Pese a su longevidad –sus primeros ejemplos, como la maravillosa Venus de Dolní Věstonice, se remontan a casi 30.000 años a.C.–, la cerámica se esfuerza desde siempre en ser considerada a la par de otras técnicas artísticas, oprimida posiblemente por su inextricable lazo con la artesanía: a lo largo de milenios, sin embargo, ha dado ejemplos escultóricos no menos importantes que ciertos célebres y más ostentosos mármoles y bronces. Es suficiente pensar en el precolombino Acróbata de Tlatilco, modelado entre el 600 y el 1.200 a.C.; en el etrusco Sarcófago de los esposos, del VI siglo a.C., o, para acercarnos un poco temporalmente, en el prefuturista Llanto sobre Cristo, que Niccoló dell’Arca produjo en la segunda mitad del siglo XV. Con el siglo XX, por supuesto, la valoración de este arte supuestamente menor ha mejorado, sobre todo por la actuación como ceramistas de protagonistas ciclópeos de la plástica como Pablo Picasso y Lucio Fontana, para mencionar apenas dos de muchísimos más. Y en el ámbito local, no hay duda de que entre las figuras más notorias que han incursionado en el mundo de la cerámica –pesos pesados como Carlos Castellanos, Gonzalo Fonseca y José Gurvich– están, con una carrera que cubre cinco décadas, Enrique Silveira y Jorge Abbondanza, a los que ahora la Junta Departamental de Montevideo ha decidido declarar ciudadanos ilustres.

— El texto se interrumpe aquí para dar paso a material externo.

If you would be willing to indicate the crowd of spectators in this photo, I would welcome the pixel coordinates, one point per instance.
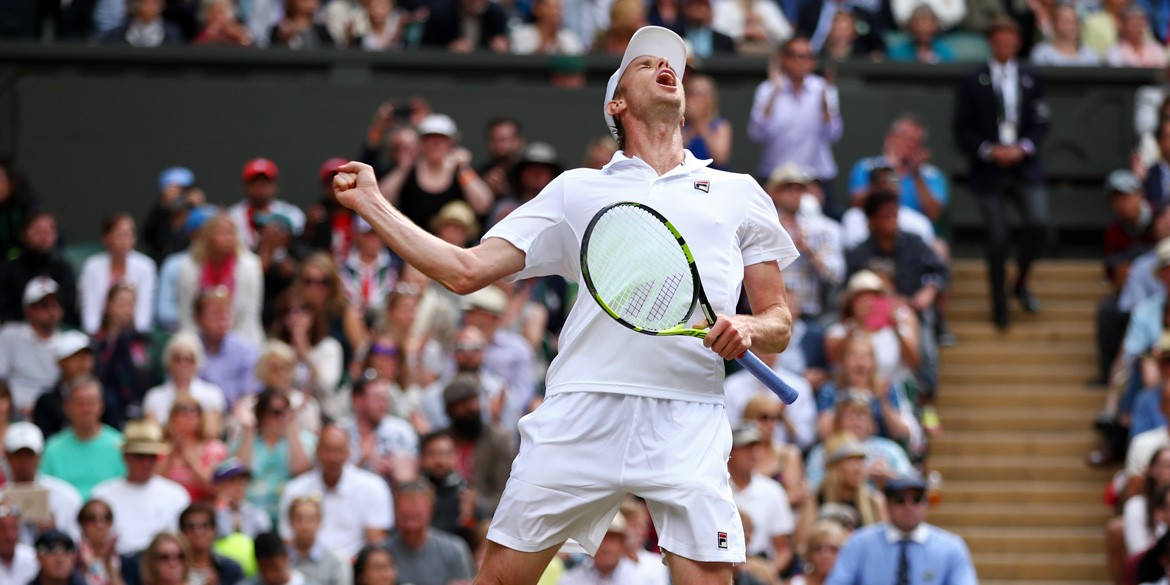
(265, 393)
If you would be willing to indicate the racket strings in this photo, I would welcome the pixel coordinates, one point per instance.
(639, 270)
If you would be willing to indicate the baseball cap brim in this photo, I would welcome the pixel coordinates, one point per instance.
(654, 41)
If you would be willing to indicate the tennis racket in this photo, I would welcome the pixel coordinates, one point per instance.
(640, 270)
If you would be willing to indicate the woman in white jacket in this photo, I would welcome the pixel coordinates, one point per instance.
(218, 259)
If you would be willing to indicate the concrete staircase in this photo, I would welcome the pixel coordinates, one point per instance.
(1017, 420)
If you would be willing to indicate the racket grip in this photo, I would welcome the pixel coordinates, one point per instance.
(765, 374)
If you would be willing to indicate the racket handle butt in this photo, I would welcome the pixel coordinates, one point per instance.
(765, 374)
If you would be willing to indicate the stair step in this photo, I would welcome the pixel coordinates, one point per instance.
(1011, 468)
(972, 442)
(1032, 515)
(1036, 566)
(1023, 493)
(1089, 539)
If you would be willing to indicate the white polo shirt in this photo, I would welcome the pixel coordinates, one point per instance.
(360, 500)
(727, 220)
(766, 503)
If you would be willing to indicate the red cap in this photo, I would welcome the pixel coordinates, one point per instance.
(259, 166)
(330, 167)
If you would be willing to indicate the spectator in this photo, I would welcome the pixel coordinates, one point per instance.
(57, 558)
(422, 553)
(379, 441)
(183, 358)
(122, 353)
(820, 267)
(27, 360)
(356, 504)
(39, 257)
(274, 446)
(923, 46)
(441, 173)
(144, 27)
(298, 31)
(1005, 158)
(824, 542)
(234, 514)
(87, 452)
(462, 26)
(454, 501)
(194, 452)
(319, 565)
(706, 133)
(484, 451)
(163, 232)
(845, 481)
(23, 445)
(795, 115)
(97, 557)
(229, 362)
(1065, 47)
(904, 546)
(18, 561)
(219, 260)
(198, 527)
(1135, 45)
(608, 564)
(545, 34)
(144, 504)
(369, 273)
(219, 25)
(762, 499)
(16, 205)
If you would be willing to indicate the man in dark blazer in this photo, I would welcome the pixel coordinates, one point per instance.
(1000, 119)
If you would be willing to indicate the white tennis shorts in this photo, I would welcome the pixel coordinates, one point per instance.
(582, 453)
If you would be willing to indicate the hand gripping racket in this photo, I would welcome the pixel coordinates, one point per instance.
(640, 270)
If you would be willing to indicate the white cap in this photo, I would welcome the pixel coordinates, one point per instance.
(23, 435)
(69, 343)
(439, 124)
(39, 288)
(654, 41)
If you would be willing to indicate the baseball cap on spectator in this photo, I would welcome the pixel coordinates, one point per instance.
(456, 212)
(330, 167)
(38, 289)
(488, 298)
(260, 167)
(178, 176)
(439, 124)
(69, 343)
(1121, 181)
(654, 41)
(789, 173)
(23, 435)
(461, 387)
(744, 435)
(143, 438)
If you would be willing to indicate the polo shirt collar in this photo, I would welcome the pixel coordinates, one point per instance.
(917, 535)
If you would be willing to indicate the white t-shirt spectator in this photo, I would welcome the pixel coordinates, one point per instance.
(766, 504)
(142, 510)
(95, 283)
(159, 399)
(359, 501)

Si en otras oportunidades se ha cuestionado la elección de ciertas figuras para este reconocimiento, esta vez el consenso será, pienso, unánime: por su incuestionable destreza técnica, pero sobre todo por haber movido la cerámica hacia terrenos lejanos de lo funcional y decorativo, especialmente en su producción de los años 80, cuando operaron una suerte de comentario doloroso a los acongojados tiempos de la dictadura. Cierta inquietud, por otro lado, ya se había vislumbrado en vasijas creadas en años precedentes, como en bols esmaltados con amenazantes pinchos o jarrones con gotas suspendidas que parecían fijar el tiempo en la arcilla. Y la cuestión del tiempo, de su transcurso y de su “traducción” a la materia es el sello de sus piezas más reconocidas y reconocibles –generalmente en cerámica bizcochada–, donde un mismo elemento es repetido en secuencia, en una suerte de escena tridimensional que recuerda los experimentos fotográficos de Eadweard Muybridge y Étienne Jules Marey. Silveira y Abbondanza fabricaron así una suerte de cine de cerámica, de tonos sombríos, en el que los elementos generalmente se hunden, trasudando angustia e impotencia. Igualmente notorias y fijadas en el imaginario son sus figuras humanas, de pequeñas dimensiones, repetidas en serie, en movimiento o no, glosa a la masificación y sus peligros; casi se podría fantasear versiones miniaturizadas y “negativas” (por la falta de rasgos y atributos) de los soldados de terracota de Xi’an, allá ardidos defensores del emperador, acá multitud que ha perdido la posibilidad misma de heroísmo y singularidad.
Esta ciudadanía ilustre tal vez premie también al generoso dono que los dos artistas hicieron al país el año pasado, cuando regalaron al Museo Nacional de Artes Visuales una treintena de obras: gesto que se tradujo inmediatamente en una notable muestra, Silveira y Abbondanza: un legado, a cuyo catálogo se puede dirigir el lector que quiera tener un sólido resumen de una actividad tan rica y prolongada.